Daniel von Sturmer
Video Clip 2004, 2007
digital video, 1:25 mins
Daniel von Sturmer's ‘Video Clip’ presents an improbable scenario where a perfect but ordinary paperclip is fashioned from a malformed piece of wire. The video playfully undermines the apparent plasticity of form in the hands of the artist. The simple effect of running the video backwards reveals the compulsion to read events in the order in which they are presented, to follow the apparent flow of time as it is laid out before us. The work demonstrates video’s capacity to define a realm into which the viewer steps, suspending their disbelief to follow a sequence of action.

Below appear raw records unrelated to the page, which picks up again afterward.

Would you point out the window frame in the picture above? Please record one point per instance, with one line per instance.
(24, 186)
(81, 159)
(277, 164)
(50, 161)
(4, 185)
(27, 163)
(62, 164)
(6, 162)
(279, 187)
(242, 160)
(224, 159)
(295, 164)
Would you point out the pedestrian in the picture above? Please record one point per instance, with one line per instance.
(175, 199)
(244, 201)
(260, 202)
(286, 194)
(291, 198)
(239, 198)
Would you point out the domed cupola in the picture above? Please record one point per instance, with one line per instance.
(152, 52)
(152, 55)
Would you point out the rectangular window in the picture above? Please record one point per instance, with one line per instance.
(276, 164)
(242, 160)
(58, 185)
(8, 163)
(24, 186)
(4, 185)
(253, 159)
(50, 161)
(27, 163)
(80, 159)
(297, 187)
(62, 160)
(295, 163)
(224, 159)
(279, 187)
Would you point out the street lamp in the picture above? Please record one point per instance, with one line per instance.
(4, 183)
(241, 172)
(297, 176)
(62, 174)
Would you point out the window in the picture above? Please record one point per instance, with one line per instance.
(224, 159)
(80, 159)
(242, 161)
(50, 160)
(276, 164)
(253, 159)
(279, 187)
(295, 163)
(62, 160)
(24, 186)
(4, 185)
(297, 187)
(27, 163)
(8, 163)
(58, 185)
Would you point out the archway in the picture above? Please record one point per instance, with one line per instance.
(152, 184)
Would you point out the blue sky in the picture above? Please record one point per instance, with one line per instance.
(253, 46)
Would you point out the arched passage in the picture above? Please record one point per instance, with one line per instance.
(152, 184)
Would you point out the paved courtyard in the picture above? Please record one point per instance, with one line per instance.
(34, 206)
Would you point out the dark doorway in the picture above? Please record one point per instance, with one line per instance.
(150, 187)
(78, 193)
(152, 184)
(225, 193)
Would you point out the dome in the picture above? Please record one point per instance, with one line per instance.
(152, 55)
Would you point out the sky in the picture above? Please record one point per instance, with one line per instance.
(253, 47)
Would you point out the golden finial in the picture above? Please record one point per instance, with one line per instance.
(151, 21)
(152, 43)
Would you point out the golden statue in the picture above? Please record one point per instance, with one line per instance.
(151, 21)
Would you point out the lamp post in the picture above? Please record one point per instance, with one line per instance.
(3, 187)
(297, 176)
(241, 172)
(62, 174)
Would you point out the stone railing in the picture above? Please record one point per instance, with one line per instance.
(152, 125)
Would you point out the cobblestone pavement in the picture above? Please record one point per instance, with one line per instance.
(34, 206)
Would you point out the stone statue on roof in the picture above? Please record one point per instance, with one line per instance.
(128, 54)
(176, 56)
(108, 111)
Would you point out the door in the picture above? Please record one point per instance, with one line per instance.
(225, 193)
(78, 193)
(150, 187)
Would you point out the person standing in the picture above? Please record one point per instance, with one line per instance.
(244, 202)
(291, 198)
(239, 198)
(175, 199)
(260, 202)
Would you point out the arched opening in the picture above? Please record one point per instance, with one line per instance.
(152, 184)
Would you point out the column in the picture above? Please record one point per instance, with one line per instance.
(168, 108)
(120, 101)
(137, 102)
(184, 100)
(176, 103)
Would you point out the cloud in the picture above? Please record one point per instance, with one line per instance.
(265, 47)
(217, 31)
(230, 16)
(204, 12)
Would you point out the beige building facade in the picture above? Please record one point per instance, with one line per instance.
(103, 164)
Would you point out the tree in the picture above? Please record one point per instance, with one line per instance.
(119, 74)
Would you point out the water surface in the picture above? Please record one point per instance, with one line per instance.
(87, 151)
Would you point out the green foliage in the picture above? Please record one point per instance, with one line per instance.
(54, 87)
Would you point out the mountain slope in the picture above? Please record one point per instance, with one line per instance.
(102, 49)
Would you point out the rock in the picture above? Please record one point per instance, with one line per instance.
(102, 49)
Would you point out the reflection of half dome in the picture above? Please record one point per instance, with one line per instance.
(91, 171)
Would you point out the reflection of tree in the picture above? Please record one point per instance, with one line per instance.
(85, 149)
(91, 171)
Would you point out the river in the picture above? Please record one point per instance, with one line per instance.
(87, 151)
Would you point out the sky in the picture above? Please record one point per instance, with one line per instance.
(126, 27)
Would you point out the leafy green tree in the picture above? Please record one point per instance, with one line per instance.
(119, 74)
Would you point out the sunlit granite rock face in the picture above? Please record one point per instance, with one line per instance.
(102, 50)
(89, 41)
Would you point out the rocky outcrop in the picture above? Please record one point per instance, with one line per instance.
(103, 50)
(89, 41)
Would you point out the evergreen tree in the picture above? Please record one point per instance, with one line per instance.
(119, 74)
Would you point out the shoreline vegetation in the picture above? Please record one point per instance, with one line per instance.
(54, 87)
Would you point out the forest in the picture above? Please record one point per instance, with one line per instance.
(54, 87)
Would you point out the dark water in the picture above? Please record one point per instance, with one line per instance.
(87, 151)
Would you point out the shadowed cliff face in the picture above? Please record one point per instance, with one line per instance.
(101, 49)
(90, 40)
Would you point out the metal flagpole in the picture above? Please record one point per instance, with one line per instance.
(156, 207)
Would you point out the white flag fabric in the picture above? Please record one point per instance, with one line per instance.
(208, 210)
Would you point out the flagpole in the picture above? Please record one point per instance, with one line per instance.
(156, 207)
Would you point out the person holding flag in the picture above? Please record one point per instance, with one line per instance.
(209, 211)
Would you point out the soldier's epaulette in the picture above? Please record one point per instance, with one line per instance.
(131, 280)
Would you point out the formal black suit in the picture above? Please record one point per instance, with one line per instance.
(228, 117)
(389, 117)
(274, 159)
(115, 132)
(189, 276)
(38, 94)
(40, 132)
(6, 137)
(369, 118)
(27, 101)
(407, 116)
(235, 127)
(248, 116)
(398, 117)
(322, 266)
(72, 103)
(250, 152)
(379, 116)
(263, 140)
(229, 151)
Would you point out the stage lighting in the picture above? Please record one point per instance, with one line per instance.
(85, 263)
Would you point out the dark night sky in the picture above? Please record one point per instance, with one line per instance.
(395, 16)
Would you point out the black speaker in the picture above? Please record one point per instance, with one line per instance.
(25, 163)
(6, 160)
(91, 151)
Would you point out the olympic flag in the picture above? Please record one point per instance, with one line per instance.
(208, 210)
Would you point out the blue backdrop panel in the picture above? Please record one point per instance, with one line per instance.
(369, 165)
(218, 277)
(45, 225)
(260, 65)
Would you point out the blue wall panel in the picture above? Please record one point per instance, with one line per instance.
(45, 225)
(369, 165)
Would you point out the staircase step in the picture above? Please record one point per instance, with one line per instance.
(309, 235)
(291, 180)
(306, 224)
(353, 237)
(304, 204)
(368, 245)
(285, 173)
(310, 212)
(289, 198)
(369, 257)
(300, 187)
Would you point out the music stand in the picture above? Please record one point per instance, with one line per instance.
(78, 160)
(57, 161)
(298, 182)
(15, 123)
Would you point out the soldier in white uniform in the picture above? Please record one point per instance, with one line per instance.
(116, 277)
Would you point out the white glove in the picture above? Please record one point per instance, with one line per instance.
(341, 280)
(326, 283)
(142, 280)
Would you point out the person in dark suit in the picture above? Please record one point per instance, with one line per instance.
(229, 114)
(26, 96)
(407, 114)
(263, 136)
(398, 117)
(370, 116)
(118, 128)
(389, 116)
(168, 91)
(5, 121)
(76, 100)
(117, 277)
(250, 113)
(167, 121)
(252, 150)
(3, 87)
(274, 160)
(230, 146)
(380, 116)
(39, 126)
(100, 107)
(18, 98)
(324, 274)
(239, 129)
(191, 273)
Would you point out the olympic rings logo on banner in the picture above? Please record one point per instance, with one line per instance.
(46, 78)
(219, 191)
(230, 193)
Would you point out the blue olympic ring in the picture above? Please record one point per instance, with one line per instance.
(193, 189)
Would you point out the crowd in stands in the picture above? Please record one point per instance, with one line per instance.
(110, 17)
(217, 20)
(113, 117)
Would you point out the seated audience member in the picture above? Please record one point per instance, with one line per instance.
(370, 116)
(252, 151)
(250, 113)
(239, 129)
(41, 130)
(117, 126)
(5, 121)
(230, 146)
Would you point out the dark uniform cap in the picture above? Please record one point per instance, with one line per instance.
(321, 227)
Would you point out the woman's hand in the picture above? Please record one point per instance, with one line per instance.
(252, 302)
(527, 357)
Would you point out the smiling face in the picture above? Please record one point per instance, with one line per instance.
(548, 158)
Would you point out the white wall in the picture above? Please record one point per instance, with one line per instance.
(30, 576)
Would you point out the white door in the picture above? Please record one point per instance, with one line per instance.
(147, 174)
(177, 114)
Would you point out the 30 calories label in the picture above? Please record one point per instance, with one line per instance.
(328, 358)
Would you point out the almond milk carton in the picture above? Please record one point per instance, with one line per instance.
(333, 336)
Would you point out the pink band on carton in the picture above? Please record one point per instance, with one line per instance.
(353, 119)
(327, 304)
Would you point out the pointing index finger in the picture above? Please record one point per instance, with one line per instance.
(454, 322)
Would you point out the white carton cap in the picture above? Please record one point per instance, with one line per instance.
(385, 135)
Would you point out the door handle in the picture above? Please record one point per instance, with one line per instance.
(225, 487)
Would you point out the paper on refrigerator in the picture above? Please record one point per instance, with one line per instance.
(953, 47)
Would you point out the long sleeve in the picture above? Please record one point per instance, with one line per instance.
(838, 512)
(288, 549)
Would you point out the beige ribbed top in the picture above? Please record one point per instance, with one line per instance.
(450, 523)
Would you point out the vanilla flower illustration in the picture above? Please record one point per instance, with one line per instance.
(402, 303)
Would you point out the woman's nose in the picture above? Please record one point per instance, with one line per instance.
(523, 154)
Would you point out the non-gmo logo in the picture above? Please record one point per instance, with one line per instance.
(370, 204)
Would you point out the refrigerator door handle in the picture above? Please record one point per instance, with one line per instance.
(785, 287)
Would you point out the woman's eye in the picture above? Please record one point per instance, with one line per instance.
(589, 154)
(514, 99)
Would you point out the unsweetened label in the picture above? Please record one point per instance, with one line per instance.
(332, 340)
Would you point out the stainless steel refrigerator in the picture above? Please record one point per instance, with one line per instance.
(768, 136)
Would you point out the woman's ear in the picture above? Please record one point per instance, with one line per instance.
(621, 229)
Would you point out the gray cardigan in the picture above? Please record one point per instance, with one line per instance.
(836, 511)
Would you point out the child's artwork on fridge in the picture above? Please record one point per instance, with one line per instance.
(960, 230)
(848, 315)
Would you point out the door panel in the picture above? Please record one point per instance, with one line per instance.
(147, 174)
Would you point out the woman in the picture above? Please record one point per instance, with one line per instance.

von Sturmer uses video as a test site to explore questions about the nature of perception, the embodiment of time and how context and framing can shape the meaning and experience of an artwork. Developed from studio-based experiments and observations, these videos reframe materials and objects common to everyday experience as unlikely props from which philosophical questions can arise. The short sequences involve elements of humour and slapstick often driven by the characteristics of an object as it falls in space or is caught by friction to behave in some unexpected way. In these scenarios the video frame is a kind of analogue for the frame of perception and points to the limits of the visual language we rely on to understand and define the world. Artistic tropes borrowed from Modernism and Minimalism, Abstraction and Still Life are referenced and replayed in the work as markers of this language in action.
The works test propositions about what is commonly understood as ‘the real’ and examine expectations of visual and physical experience. They reveal video’s inherent ability to render space and time as malleable and elastic, provoking questions about our conception of both. When presented in a gallery these works are often projected as short video loops in installations involving multiple screens, sculptural objects and architecturally-scaled constructions. The viewer is encouraged to move around and between the works, to make their own connections and discover meaning for themselves. In this way, the works transform the experience of looking at an artwork into a consciously dynamic interplay between viewer and viewed.